Het wetsvoorstel terugkeer en vreemdelingenbewaring introduceert een bestuursrechtelijk kader voor vreemdelingenbewaring, dat de vreemdelingenbewaring buiten de werkingssfeer van de penitentiaire wetgeving brengt. Dit wetsvoorstel stamt uit 2015 en ligt sinds 2018 in de Eerste Kamer. De regering heeft vervolgens naar aanleiding van de behandeling in de Eerste Kamer in 2020 een nieuw wetsvoorstel (novelle) ingediend bij de Tweede Kamer, waarmee het eerdere wetsvoorstel wordt gewijzigd.
Met het wetsvoorstel dat de regering nu voor advies aan de Afdeling advisering van de Raad van State heeft voorgelegd (de nota van wijziging), wordt deze novelle gewijzigd. De regering wil op deze wijze het wetsvoorstel terugkeer en vreemdelingenbewaring actualiseren. Dit doet de regering onder meer door het wetsvoorstel in overeenstemming te brengen met de Algemene verordening gegevensbescherming (AVG) en onderdelen van de Penitentiaire beginselenwet.

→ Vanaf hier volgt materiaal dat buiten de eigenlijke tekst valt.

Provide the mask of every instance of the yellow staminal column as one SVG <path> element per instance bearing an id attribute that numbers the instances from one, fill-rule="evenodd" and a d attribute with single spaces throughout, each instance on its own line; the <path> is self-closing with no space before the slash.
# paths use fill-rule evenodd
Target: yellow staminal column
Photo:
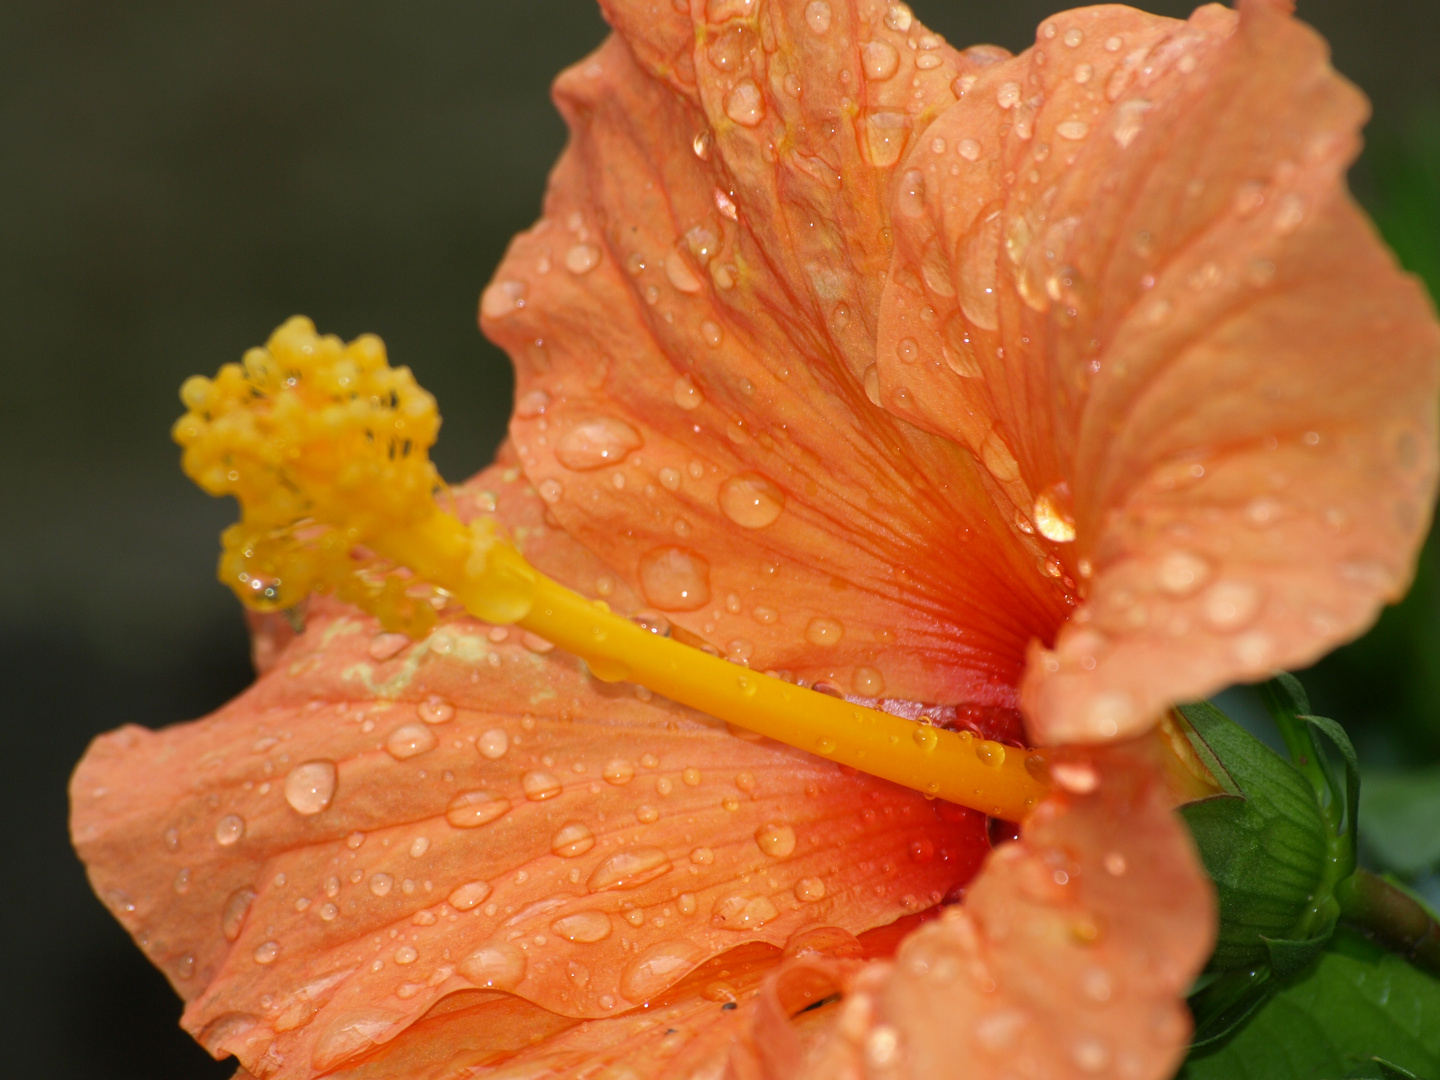
<path id="1" fill-rule="evenodd" d="M 1034 751 L 917 724 L 794 686 L 667 638 L 587 600 L 497 537 L 442 510 L 427 456 L 434 401 L 383 346 L 348 346 L 292 319 L 243 367 L 192 379 L 176 424 L 186 473 L 233 494 L 221 577 L 247 604 L 277 608 L 312 588 L 412 632 L 373 578 L 368 549 L 448 592 L 466 610 L 515 623 L 583 658 L 597 678 L 632 680 L 739 727 L 927 795 L 1019 820 L 1044 794 Z M 366 559 L 371 560 L 367 562 Z M 428 614 L 428 612 L 426 612 Z"/>

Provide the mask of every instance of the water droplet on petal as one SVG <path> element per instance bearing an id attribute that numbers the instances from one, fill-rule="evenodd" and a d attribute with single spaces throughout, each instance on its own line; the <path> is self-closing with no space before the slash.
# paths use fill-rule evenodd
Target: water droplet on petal
<path id="1" fill-rule="evenodd" d="M 885 678 L 873 667 L 857 667 L 850 686 L 861 697 L 879 697 L 885 692 Z"/>
<path id="2" fill-rule="evenodd" d="M 874 82 L 890 78 L 900 67 L 900 54 L 895 51 L 895 46 L 878 38 L 860 46 L 860 60 L 865 68 L 865 77 Z"/>
<path id="3" fill-rule="evenodd" d="M 966 161 L 980 160 L 980 144 L 974 139 L 961 139 L 955 144 L 955 151 Z"/>
<path id="4" fill-rule="evenodd" d="M 811 645 L 835 645 L 845 635 L 845 627 L 835 619 L 817 616 L 805 627 L 805 640 Z"/>
<path id="5" fill-rule="evenodd" d="M 516 308 L 525 306 L 523 281 L 494 281 L 480 296 L 480 314 L 487 319 L 503 319 Z"/>
<path id="6" fill-rule="evenodd" d="M 540 498 L 553 505 L 565 494 L 565 485 L 551 477 L 549 480 L 540 481 L 535 490 L 540 493 Z"/>
<path id="7" fill-rule="evenodd" d="M 457 829 L 475 829 L 510 811 L 510 800 L 489 791 L 462 791 L 445 808 L 445 820 Z"/>
<path id="8" fill-rule="evenodd" d="M 874 364 L 865 369 L 862 382 L 865 385 L 865 396 L 870 399 L 870 404 L 878 406 L 880 404 L 880 373 L 875 370 Z"/>
<path id="9" fill-rule="evenodd" d="M 765 119 L 765 95 L 753 79 L 741 79 L 725 95 L 725 115 L 741 127 L 753 128 Z"/>
<path id="10" fill-rule="evenodd" d="M 1070 513 L 1070 487 L 1068 484 L 1053 484 L 1035 499 L 1035 527 L 1040 535 L 1057 544 L 1068 544 L 1075 539 L 1075 519 Z"/>
<path id="11" fill-rule="evenodd" d="M 538 769 L 527 772 L 520 778 L 520 787 L 525 792 L 525 798 L 531 802 L 553 799 L 560 794 L 561 786 L 560 779 L 553 773 Z"/>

De nota van wijziging bevat daarnaast bevoegdheden om in uitzonderlijke omstandigheden bij ministeriële regeling af te wijken van het recht van de vreemdeling op bewegingsvrijheid, dagbesteding en bezoek.
De Afdeling merkt op dat de voorgestelde afwijkingsbevoegdheden kunnen leiden tot een vergaande inmenging in de grondrechten van vreemdelingen. Daarom moet de regering zorgvuldig afwegen of deze bevoegdheden wel noodzakelijk zijn. Het wetsvoorstel terugkeer en vreemdelingenbewaring bevat namelijk al verschillende mogelijkheden om de rechten van vreemdelingen in te perken. De toelichting bij de nota van wijziging gaat niet in op de toegevoegde waarde van de voorgestelde afwijkingsbevoegdheden ten opzichte van deze al bestaande bevoegdheden. De Afdeling adviseert de regering om in de toelichting het voorstel op dit punt alsnog te motiveren en zo nodig de nota van wijziging aan te passen.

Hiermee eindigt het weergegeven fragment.